Ein Problem bei allen internationalen Geldanlagen sind jedoch die Wechselkurse. Letztlich wollen Sie als Sparer ja später einmal in Euro Kasse machen, nicht in Yen oder Dollar. So kann zwar der Kurs einer amerikanischen Aktie steigen und doch hat der Anleger in Freiburg, Flensburg oder Frankfurt an der Oder nichts davon, weil gleichzeitig der Kurs des Dollars fällt.

Heikel: geschlossene »grüne« Fonds

Das Problem kennen Sie übrigens vielleicht aus manchem Auslandsurlaub: Tausche ich das Geld noch zu Hause um oder schon am Urlaubsort? Fällt der Wechselkurs oder steigt er? Bei Geldanlagen in ausländische Aktien oder Wertpapieren besteht dieses Risiko ebenfalls. Nicht jedoch innerhalb der Eurozone.

Heikel sind auch geschlossene »grüne« Fonds, die meist in Form einer GmbH & Co KG geführt werden. Ein Beispiel sind geschlossene Solarfonds, die in Solaranlagen investieren. Wer sich an solchen geschlossenen Fonds beteiligt, wird rechtlich Unternehmer – mit entsprechenden Risiken. Geschlossene Fonds mit und ohne Öko sind nur etwas für Fachleute.

Wer sein Gewissen nicht mit globalen Kapitalmärkten belasten möchte, kann auch mit (fast) normalen Sparprodukten sein Glück versuchen. Solche bieten die altruistische GLS Bank ebenso an wie die kommerziellere Nürnberger Umweltbank und die genossenschaftliche Ethikbank – vor Ort, per Telefon und im Internet. Dazu mehr im nächsten Teil unserer Serie.

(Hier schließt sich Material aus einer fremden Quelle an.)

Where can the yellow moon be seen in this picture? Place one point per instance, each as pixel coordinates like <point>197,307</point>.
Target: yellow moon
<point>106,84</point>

Rat bieten Wolfgang Kessler und Antje Schneeweiß in ihrem Buch »Geld und Gewissen: Was wir gegen den Crash tun können«. Antje Schneeweiß: »Investoren und Sparer können längst bestimmen, wofür sie ihr Geld arbeiten lassen wollen und wofür nicht. Und je mehr Sparer ihr Geld nach ethischen Regeln arbeiten lassen, desto stärker werden die Spielregeln auf den Finanzmärkten durch ethische Faktoren beeinflusst.« Die 192 Seiten kosten 16,90 Euro im Buchhandel.